Mr. Jurvetson hosted a June 2017 party at his Bay Area home that became a small scandal after Vanity Fair characterized it as a “sex party.” (Mr. Musk, who was there, disputed this, calling the party in a statement to Wired Magazine “boring and corporate, with zero sex or nudity anywhere.”) A guest at another party hosted by Mr. Jurvetson — this one with Moby as D.J. — told The Times of having seen Mr. Musk participate in a “cuddle puddle,” a form of typically nonsexual group snuggling that is popular in the Bay Area.

Mr. Musk, too, has thrown a series of lavish birthday celebrations, including one in a castle in England and one aboard the Orient Express, a luxury train.

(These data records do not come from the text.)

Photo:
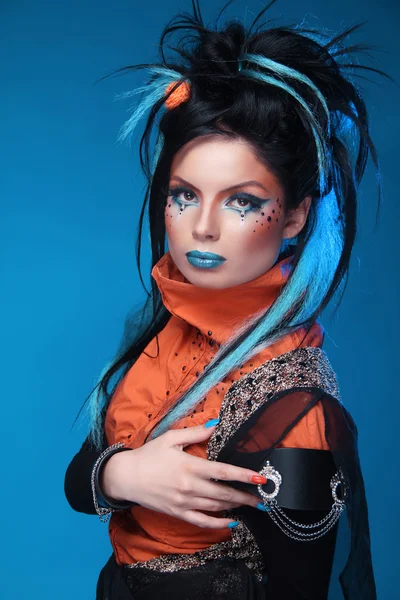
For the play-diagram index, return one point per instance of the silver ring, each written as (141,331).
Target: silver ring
(271,474)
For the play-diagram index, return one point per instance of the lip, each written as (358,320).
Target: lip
(206,255)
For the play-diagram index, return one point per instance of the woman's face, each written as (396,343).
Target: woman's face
(227,206)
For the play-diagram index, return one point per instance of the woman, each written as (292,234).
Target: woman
(223,453)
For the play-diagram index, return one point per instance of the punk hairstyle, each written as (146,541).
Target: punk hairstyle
(290,92)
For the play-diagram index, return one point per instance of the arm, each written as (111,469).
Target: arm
(78,486)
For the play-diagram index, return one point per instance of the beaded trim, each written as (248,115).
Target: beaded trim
(104,513)
(241,546)
(303,367)
(299,368)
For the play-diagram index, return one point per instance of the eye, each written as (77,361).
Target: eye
(246,202)
(181,195)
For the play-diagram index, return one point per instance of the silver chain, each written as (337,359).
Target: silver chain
(288,525)
(104,513)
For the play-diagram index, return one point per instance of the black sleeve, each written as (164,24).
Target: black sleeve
(294,570)
(77,482)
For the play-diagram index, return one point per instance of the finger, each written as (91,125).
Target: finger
(225,493)
(206,521)
(190,435)
(209,469)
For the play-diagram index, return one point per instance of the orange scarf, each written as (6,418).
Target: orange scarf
(202,318)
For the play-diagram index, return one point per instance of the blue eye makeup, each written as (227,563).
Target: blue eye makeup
(255,203)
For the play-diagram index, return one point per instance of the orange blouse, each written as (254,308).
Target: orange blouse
(202,319)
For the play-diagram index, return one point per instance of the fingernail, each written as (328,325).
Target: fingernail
(259,479)
(212,422)
(261,506)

He has also hosted theme parties that at least once included live jousting on horseback. At a Japanese-themed party he threw in Tarrytown, N.Y., Mr. Musk injured his back while grappling with the sumo wrestling world champion.

Sometimes these celebrations last an entire weekend, as did a recent 40th birthday party for Mr. Jurvetson’s wife at the couple’s estate in Half Moon Bay, Calif. The public got a glimpse of the party when Mr. Musk sent The New York Post a selfie with Mr. Brin in the background, as a counter to The Journal’s report that Mr. Musk’s reported affair with Mr. Brin’s wife had ended the men’s friendship.

(Mr. Brin did not respond to several requests for comment.)

Born in 1971 in South Africa, Mr. Musk moved to Canada for college before transferring to the University of Pennsylvania, graduating in 1995. In college, Mr. Musk and Adeo Ressi, a longtime friend who is now chief executive of VC Lab, which trains aspiring venture capitalists, ran a makeshift nightclub out of their house. Mr. Ressi has described occasionally stepping out of the parties to find Mr. Musk upstairs playing a video game alone. (Mr. Musk made reference to having Asperger’s syndrome when he hosted “Saturday Night Live” in 2021.)

Mr. Musk made his first fortune in 1999 when he sold his company, Zip2, a software start-up that created online city guides, to Compaq for $22 million. The same year, he started X.com, a payments company that would eventually turn into PayPal.

In 2002, the sale of PayPal vaulted Mr. Musk’s worth past $100 million; the same year, he founded SpaceX in the Los Angeles suburbs. There, Hollywood — and its nightlife — found him. They wanted Mr. Musk to play a part, that of the Silicon Valley prodigy trying to save the world.